Den Haag, 28 maart 2000

Hierbij zend ik u, zoals toegezegd tijdens het debat met de Kamer op 10 februari 2000, de rapportage met betrekking tot de risicovolle overstorten, opgemaakt door de Unie van Waterschappen1.

Met deze brief wil ik tevens, mede namens mijn collega's van Landbouw, Natuurbeheer en Visserij (LNV) en van Volkshuisvesting, Ruimtelijke Ordening en Milieubeheer (VROM) kort ingaan op de motie Van Middelkoop cs. over voorrang voor het saneren van risicovolle overstorten (25 890, nr. 13). Naar aanleiding van de aangehouden motie Meijer inzake schadeloosstelling (25 890, nr. 12) zond ik reeds op 7 maart 2000 een brief aan de Kamer.

Rapportage risicovolle overstorten

In de aanbiedingsbrief bij de rapportage van de Unie is een samenvatting gegeven van de uitkomsten van de door de Unie gehouden inventarisatie over de stand van zaken met betrekking tot de overstorten in het beheersgebied van de regionale waterkwaliteitsbeheerders, in het bijzonder met betrekking tot de zogenaamd risicovolle overstorten. De conclusies zijn u reeds eerder toegezonden in verband met het algemeen overleg van 10 februari 2000. De Unie doet voorts een zevental aanbevelingen aan haar leden met het oog op een daadkrachtige aanpak van de problematiek.

In enkele gevallen zijn de gegevens nog niet helemaal volledig, maar veruit het grootste gedeelte van de overstorten is reeds volledig geclassificeerd. Door de Unie is er bij betreffende leden op aangedrongen de resterende gegevens alsnog binnen zeer korte termijn beschikbaar te hebben ter completering van het beeld.
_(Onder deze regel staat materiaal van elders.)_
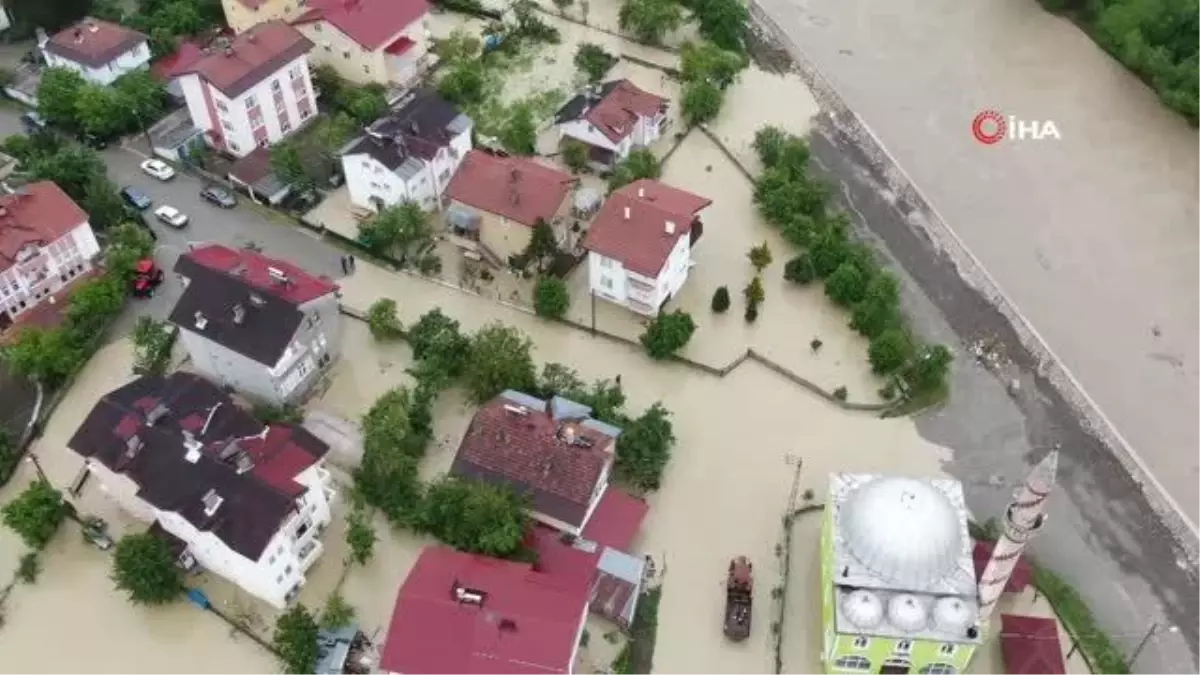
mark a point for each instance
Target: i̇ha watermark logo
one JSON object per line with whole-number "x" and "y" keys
{"x": 990, "y": 127}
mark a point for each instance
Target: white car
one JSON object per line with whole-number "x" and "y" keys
{"x": 171, "y": 215}
{"x": 159, "y": 169}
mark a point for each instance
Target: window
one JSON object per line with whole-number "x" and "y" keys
{"x": 852, "y": 663}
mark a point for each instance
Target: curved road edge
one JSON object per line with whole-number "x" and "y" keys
{"x": 1185, "y": 531}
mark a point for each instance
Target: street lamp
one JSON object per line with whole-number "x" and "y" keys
{"x": 37, "y": 465}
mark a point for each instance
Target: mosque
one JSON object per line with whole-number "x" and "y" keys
{"x": 899, "y": 587}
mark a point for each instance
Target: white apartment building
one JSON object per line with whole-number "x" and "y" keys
{"x": 640, "y": 244}
{"x": 261, "y": 326}
{"x": 408, "y": 155}
{"x": 247, "y": 501}
{"x": 612, "y": 119}
{"x": 251, "y": 91}
{"x": 99, "y": 51}
{"x": 46, "y": 243}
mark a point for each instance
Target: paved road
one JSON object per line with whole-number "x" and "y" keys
{"x": 244, "y": 225}
{"x": 1092, "y": 237}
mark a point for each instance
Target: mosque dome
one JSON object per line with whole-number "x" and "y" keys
{"x": 953, "y": 615}
{"x": 903, "y": 530}
{"x": 906, "y": 613}
{"x": 862, "y": 608}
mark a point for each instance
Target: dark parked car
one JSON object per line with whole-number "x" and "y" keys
{"x": 136, "y": 198}
{"x": 219, "y": 196}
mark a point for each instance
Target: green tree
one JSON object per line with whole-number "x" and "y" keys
{"x": 645, "y": 447}
{"x": 463, "y": 83}
{"x": 667, "y": 334}
{"x": 706, "y": 61}
{"x": 799, "y": 269}
{"x": 551, "y": 298}
{"x": 701, "y": 102}
{"x": 438, "y": 344}
{"x": 575, "y": 155}
{"x": 45, "y": 356}
{"x": 396, "y": 231}
{"x": 760, "y": 256}
{"x": 593, "y": 61}
{"x": 889, "y": 351}
{"x": 337, "y": 613}
{"x": 499, "y": 358}
{"x": 724, "y": 22}
{"x": 641, "y": 163}
{"x": 520, "y": 131}
{"x": 382, "y": 320}
{"x": 880, "y": 308}
{"x": 847, "y": 285}
{"x": 721, "y": 299}
{"x": 144, "y": 567}
{"x": 928, "y": 369}
{"x": 151, "y": 346}
{"x": 360, "y": 536}
{"x": 475, "y": 517}
{"x": 754, "y": 292}
{"x": 295, "y": 640}
{"x": 385, "y": 424}
{"x": 649, "y": 21}
{"x": 58, "y": 94}
{"x": 36, "y": 514}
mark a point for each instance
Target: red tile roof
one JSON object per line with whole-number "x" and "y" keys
{"x": 1031, "y": 645}
{"x": 631, "y": 226}
{"x": 251, "y": 58}
{"x": 527, "y": 623}
{"x": 616, "y": 520}
{"x": 255, "y": 270}
{"x": 37, "y": 214}
{"x": 1021, "y": 574}
{"x": 617, "y": 113}
{"x": 514, "y": 187}
{"x": 178, "y": 63}
{"x": 371, "y": 23}
{"x": 528, "y": 452}
{"x": 94, "y": 42}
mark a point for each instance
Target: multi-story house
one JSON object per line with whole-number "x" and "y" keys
{"x": 408, "y": 155}
{"x": 249, "y": 501}
{"x": 245, "y": 15}
{"x": 261, "y": 326}
{"x": 46, "y": 243}
{"x": 461, "y": 614}
{"x": 612, "y": 119}
{"x": 252, "y": 90}
{"x": 641, "y": 242}
{"x": 369, "y": 41}
{"x": 99, "y": 51}
{"x": 496, "y": 202}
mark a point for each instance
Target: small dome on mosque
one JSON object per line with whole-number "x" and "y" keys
{"x": 862, "y": 608}
{"x": 903, "y": 530}
{"x": 906, "y": 613}
{"x": 953, "y": 615}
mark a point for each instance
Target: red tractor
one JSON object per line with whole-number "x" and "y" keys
{"x": 147, "y": 276}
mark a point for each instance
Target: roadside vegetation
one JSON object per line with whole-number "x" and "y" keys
{"x": 798, "y": 204}
{"x": 1155, "y": 40}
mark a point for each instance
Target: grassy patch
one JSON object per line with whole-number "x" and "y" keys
{"x": 1096, "y": 645}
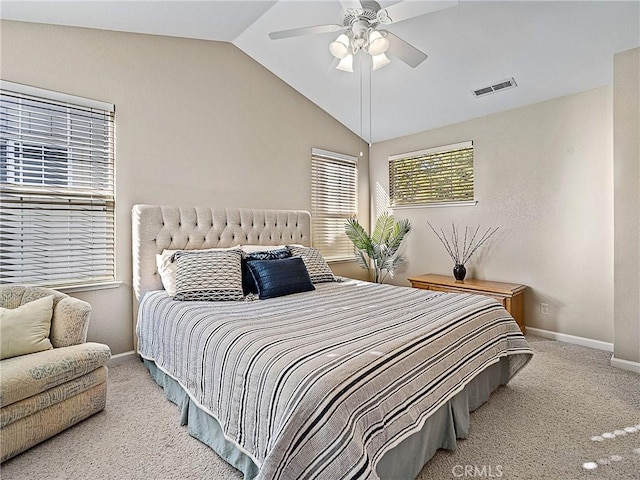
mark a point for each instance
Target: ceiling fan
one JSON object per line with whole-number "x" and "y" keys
{"x": 360, "y": 27}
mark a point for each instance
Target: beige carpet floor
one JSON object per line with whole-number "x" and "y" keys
{"x": 567, "y": 415}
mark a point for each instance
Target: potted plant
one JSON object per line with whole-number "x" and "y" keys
{"x": 379, "y": 252}
{"x": 461, "y": 254}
In bestuurlijk overleg van 2 maart 2000 is afgesproken dat de resultaten van de rapportage op korte termijn in regionale bijeenkomsten met landbouwbedrijfsleven, waterschappen en betrokken gemeenten aan de orde gesteld zullen worden. LTO Nederland zal hiertoe het initiatief nemen. Op basis van deze bijeenkomsten zal in enkele gevallen het beeld wellicht nog nader worden gedetailleerd.

Motie Van Middelkoop cs.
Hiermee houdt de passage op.